Pembangunan politik luar negeri Indonesia tidak akan dapat berjalan dengan baik dan mencapai tujuan, jika segenap elemen – elemen terkait tidak bekerja sama untuk saling mendukung pembangunan. Jika hal itu terjadi tidak hanya akan berdampak pada terhambatnya pembangunan politik luar negeri, namun juga akan berakibat penurunan citra bangsa Indonesia dimata dunia, akhinya dapat berujung pada “pelecehan” dari negara lain terhadap kedaulatan Indonesia dalam bentuk menjadikan Indonesia sebagai negara yang dikuras kekayaannya guna mendukung pasokan ketersediaan bahan baku bagi negara lain, maupun dengan menjadikan Indonesia sebagai pasar untuk tujuan ekonomi, atau barangkali menempatkan Indonesia menjadi negara “penyumbang suara” di level Internasional. Naif sekali kalau Indonesia tidak memiliki bargaining position dimata Internasional.

Keberanian dan keyakinan politik perlu menjadi semangat segenap elemen bangsa sehingga suasana demokrasi tidak justru menjadikan rusaknya tataran sosial masyarakat dan lunturnya kepercayaan publik terhadap Pemerintah dan institusi, contoh kasus masih segar diingatan kita, ketika menghangatnya suhu politik dalam negeri yang diwarnai penentangan dari sejumlah kalangan maupun dari partai – partai di lembaga legislatif terhadap kebijakan luar negeri Indonesia yang memberikan persetujuan terhadap Resolusi PBB 1747 intinya meminta Iran menghentikan proyek uraniumnya.

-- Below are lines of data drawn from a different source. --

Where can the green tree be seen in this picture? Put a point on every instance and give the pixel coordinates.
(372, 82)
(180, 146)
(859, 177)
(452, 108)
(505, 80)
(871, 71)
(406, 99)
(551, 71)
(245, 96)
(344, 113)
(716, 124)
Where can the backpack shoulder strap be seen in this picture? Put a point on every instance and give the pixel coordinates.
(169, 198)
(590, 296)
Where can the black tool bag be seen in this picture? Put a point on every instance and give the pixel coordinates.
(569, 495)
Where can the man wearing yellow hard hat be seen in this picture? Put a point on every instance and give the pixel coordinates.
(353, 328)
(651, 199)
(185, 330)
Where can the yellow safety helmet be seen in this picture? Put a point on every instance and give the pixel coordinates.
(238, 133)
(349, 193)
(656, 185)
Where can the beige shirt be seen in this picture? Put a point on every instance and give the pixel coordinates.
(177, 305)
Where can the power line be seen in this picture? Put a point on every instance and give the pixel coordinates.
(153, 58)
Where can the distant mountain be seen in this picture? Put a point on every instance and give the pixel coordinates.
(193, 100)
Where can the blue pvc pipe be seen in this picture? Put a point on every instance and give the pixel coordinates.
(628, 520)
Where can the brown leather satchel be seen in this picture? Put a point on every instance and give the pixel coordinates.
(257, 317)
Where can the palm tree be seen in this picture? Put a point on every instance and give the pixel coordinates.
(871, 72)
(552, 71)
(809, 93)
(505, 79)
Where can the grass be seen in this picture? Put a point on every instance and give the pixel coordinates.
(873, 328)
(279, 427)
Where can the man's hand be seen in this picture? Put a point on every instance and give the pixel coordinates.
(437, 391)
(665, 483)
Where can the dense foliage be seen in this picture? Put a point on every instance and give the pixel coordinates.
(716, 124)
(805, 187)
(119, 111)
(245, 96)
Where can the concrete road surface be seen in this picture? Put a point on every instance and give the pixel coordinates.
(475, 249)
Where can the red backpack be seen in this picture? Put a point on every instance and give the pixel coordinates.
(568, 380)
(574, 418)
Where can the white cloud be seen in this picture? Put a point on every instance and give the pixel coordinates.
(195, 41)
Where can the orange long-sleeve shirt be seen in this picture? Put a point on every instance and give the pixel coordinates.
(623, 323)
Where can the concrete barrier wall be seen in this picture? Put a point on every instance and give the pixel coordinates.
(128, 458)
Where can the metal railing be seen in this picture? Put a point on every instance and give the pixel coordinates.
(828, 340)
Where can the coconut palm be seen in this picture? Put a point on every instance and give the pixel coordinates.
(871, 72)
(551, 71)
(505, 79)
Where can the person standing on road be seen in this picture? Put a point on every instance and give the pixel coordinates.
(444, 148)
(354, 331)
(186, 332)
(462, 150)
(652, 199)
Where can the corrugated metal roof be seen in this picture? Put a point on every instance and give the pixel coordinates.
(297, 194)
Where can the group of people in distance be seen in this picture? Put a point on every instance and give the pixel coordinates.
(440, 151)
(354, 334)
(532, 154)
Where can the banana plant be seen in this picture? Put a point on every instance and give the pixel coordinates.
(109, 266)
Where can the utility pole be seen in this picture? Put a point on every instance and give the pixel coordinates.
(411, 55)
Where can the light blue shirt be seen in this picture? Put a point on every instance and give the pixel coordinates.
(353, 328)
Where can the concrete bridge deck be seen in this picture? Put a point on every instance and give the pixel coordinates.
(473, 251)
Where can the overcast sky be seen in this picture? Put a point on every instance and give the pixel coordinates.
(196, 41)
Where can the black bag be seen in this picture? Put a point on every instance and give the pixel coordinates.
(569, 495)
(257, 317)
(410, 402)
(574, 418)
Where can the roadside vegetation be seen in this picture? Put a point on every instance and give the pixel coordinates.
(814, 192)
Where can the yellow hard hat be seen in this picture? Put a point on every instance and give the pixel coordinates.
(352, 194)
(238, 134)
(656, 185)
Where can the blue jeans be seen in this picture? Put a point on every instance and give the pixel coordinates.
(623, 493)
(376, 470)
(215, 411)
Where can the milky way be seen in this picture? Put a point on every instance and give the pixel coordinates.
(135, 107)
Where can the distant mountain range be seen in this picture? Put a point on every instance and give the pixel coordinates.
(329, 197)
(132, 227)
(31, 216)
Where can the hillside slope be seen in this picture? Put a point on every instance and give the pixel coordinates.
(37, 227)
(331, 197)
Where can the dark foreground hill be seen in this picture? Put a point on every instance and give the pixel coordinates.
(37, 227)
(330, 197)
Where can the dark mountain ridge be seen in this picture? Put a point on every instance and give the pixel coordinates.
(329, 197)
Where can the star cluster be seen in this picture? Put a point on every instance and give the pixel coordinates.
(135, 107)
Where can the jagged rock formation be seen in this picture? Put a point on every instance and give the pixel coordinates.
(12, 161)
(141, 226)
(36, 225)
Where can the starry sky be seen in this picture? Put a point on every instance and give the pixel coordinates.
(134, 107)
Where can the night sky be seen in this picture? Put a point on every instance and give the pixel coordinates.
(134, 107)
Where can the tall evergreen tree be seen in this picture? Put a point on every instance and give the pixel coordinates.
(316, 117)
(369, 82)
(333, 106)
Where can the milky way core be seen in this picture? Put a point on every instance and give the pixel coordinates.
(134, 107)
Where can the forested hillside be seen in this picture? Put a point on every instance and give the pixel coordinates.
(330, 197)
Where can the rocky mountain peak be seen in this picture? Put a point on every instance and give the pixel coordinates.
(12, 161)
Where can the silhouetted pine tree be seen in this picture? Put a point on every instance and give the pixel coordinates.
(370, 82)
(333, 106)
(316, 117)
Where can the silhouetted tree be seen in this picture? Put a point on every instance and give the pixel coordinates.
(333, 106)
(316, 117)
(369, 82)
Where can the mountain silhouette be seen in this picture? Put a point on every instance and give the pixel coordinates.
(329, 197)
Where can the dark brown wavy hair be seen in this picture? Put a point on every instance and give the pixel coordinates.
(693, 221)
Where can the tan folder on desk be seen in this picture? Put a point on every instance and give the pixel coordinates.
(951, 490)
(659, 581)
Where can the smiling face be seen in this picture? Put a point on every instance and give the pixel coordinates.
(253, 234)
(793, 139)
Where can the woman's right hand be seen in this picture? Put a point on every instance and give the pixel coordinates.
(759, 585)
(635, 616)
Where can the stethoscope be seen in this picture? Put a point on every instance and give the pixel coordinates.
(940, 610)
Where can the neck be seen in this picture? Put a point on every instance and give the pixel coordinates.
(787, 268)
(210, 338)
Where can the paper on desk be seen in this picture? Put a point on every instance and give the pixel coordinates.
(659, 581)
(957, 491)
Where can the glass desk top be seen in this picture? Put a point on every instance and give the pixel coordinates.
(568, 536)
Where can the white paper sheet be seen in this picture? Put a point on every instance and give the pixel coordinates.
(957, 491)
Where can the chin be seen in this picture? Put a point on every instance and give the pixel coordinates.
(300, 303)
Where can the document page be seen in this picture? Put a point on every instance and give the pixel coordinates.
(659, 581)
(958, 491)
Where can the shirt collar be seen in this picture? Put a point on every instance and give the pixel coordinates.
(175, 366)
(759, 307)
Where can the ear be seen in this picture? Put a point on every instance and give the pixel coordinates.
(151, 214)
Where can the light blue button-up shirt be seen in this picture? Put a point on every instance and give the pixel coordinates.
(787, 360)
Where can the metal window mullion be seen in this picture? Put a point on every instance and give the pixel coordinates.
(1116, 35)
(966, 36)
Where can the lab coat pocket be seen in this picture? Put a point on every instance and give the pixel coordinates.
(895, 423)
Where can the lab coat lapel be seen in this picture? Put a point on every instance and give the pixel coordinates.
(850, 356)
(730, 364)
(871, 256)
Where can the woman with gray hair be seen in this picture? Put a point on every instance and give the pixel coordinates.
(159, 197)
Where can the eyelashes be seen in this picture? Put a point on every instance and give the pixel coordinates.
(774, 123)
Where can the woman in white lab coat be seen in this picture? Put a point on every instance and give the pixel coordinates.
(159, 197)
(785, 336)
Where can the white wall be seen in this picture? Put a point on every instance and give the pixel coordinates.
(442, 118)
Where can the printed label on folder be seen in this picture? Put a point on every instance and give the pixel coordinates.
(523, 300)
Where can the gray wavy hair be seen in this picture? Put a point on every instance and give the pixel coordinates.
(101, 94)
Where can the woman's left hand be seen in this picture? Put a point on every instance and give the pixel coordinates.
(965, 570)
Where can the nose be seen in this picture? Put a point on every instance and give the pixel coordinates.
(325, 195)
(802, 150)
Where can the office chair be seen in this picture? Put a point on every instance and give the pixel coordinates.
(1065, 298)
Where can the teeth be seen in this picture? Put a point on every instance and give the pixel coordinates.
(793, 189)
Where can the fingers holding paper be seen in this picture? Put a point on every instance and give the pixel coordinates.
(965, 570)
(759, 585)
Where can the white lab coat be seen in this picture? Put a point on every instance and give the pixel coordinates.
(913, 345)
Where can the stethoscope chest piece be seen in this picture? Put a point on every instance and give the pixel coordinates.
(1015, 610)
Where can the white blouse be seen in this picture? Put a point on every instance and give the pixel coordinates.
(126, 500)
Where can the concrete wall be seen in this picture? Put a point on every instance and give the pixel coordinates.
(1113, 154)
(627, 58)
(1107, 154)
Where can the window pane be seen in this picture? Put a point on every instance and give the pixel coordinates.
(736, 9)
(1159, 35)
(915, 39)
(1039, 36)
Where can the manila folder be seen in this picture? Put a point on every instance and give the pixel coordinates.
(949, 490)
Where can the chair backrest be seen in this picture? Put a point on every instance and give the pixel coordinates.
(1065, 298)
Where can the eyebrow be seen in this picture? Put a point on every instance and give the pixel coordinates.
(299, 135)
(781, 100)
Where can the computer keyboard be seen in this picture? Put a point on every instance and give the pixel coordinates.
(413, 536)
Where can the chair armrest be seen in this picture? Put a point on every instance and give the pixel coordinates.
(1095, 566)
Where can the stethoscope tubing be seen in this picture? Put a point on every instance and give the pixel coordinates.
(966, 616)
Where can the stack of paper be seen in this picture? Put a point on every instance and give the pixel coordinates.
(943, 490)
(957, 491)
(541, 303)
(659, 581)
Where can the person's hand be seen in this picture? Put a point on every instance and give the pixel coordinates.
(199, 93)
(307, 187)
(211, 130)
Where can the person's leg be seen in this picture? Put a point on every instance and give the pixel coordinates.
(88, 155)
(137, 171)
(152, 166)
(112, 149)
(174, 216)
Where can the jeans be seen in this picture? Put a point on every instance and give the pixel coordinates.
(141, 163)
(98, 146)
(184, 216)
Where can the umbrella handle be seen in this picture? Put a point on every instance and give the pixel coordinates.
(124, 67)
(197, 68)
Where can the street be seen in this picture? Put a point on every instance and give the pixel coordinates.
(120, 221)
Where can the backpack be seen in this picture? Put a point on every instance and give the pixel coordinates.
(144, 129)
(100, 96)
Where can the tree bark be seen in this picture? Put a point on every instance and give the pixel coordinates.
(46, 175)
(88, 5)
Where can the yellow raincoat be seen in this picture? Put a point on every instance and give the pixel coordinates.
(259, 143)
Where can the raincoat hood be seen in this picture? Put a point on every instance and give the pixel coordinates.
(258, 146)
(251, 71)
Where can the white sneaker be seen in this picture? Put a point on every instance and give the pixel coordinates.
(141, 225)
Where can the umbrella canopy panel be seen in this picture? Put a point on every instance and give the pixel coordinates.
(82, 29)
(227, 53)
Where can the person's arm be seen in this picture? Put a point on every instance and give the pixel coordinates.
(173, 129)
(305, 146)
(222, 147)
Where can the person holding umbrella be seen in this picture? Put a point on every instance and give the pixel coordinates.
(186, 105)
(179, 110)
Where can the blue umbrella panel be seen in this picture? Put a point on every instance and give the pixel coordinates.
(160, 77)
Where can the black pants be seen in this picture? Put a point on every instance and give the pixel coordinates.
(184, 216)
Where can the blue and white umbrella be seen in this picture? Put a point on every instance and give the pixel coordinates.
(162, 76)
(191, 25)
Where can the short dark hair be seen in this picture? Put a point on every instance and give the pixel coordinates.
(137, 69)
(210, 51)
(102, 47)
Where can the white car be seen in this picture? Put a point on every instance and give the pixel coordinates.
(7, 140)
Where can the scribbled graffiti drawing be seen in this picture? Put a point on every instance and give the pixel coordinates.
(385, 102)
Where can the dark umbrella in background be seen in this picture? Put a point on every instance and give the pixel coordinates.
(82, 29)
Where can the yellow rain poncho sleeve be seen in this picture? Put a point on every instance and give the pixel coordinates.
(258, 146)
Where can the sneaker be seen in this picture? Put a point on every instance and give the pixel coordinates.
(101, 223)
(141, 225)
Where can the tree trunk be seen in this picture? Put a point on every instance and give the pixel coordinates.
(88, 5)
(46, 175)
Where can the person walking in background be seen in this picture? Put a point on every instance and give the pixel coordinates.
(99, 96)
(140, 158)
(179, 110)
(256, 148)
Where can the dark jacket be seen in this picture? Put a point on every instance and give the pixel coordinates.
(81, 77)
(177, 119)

Berkaca dari hal tersebut, maka agar Indonesia “punya gigi” dimata Internasional, maka pilihan kebijakan politik luar negeri, strategi dalam melaksanakan kebijakan, flexibelitas kebijakan atau kebijakan yang bersifat responsif terhadap pesatnya perubahan peta politik Internasional perlu menjadi perhatian pengambil kebijakan. Semua itu akan dapat dijewantahkan dalam bentuk kebijakan jika kebijakan tersebut menjadi kebijakan yang lahir dari peran serta segenap stakeholder negara.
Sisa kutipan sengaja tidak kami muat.